Dessa forma, triunfa, não a ciência, como em determinado momento lemos na obra. A suavidade do vento não trata de revelar absurdos, mas vai além de uma hipótese e de um mundo possível: a verdadeira literatura não é um acaso, é uma descoberta, suave, como o vento.

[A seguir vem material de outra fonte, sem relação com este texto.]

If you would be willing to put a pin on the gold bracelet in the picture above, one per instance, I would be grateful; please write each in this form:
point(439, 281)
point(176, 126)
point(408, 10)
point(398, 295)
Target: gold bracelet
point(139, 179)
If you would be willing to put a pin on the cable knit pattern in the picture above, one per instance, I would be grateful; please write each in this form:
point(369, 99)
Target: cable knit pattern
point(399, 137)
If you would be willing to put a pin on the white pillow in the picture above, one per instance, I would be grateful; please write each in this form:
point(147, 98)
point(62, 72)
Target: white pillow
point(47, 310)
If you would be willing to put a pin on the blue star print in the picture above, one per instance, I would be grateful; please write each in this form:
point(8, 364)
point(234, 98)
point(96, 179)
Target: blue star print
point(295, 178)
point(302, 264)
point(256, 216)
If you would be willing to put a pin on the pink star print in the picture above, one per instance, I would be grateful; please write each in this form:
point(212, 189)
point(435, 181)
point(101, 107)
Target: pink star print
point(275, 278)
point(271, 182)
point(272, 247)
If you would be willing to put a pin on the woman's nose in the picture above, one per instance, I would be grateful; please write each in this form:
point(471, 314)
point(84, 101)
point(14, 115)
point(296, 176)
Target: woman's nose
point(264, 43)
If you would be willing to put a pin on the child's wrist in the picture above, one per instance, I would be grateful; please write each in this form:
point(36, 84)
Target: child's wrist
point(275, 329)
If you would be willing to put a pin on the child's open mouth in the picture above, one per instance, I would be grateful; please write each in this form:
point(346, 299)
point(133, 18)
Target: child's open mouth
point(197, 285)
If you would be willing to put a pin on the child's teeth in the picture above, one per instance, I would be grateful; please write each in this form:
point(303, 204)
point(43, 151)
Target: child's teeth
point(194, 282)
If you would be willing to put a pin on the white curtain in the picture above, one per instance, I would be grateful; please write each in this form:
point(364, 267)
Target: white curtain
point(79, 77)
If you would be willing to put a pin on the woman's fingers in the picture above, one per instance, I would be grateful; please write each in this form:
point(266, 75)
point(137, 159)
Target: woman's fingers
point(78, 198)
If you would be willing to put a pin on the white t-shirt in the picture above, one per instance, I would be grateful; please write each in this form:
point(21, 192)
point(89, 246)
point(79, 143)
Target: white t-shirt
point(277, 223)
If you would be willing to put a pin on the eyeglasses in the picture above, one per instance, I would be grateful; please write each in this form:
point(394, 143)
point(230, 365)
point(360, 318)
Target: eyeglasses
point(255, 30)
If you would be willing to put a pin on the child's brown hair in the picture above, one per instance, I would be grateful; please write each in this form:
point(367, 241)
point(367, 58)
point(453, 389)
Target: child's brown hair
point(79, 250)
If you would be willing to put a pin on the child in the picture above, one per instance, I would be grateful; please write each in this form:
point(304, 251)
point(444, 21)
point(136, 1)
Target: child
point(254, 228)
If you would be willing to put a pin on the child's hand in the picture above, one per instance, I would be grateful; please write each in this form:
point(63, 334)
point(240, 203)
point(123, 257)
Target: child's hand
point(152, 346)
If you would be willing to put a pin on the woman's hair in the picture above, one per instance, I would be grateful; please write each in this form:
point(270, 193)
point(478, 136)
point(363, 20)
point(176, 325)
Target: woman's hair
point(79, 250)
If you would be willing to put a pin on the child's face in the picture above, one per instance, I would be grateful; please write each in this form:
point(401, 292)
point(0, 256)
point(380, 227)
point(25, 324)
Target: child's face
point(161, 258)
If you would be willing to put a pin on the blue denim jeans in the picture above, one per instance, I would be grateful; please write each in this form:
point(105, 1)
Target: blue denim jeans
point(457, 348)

Jorge Pieiro é escritor e professor de literatura

JORGE PIEIRO ESCREVE MENSALMENTE NESTE ESPAÇO
jorgepieiro@secrel.com.br.

SERVIÇO:
A suavidade do vento - Cristovão Tezza. Editora Rocco (www.rocco.com.br), 2003. 212 páginas.

TRECHO

''...e assim para trás, dia a dia. Ponha-se de fundo o disco do Pink Floyd, algumas consultas ao oráculo, e a mimese estará quase perfeita.E para completar o tédio, os monstros se acalmavam! Bichos espantosamente suscetíveis, como sensitivas, eles adivinhavam apreensivos que cada tarde que Matozo arrastava datilografando A suavidade do vento - uma datilografia penosa mas excitante, dedo a dedo, linha a linha - representava uma nova parede na fortaleza que o amigo erguia em torno de si. A lentidão deliberada, cigarro a cigarro, com que ele passava a limpo aquelas páginas ocultava o temor de terminá-las, quando teria de voltar às exigências concretas do cotidiano, cruamente, sem válvula de escape. Porque não lhe ocorria mais nada para escrever! À noite, bebendo, descobria-se assustado autor de uma obra única: a suavidade do vento era ele; terminada, ele terminaria junto; a obra se revelava o torto caminho pelo qual ele, nascendo de um limbo, chegava a algum lugar com contorno próprio. Lia em voz alta (por exemplo: Domingo é o dia maldito da Criação) e imediatamente o mundo aprisionava-se num sistema fechado de referências; sólidas, precisas, as coisas ganhavam sentido sob o seu olhar único. E era esse olhar manuscrito, só ele, que criava a realidade! A paixão segundo Matozo intimidava os monstros, que empalideciam dia a dia. Nem se aproximavam, porque era bem possível que ele, em estado de graça, ainda passasse a mão distraidamente naquelas cabeças rugosas e pontudas, num carinho demolidor''.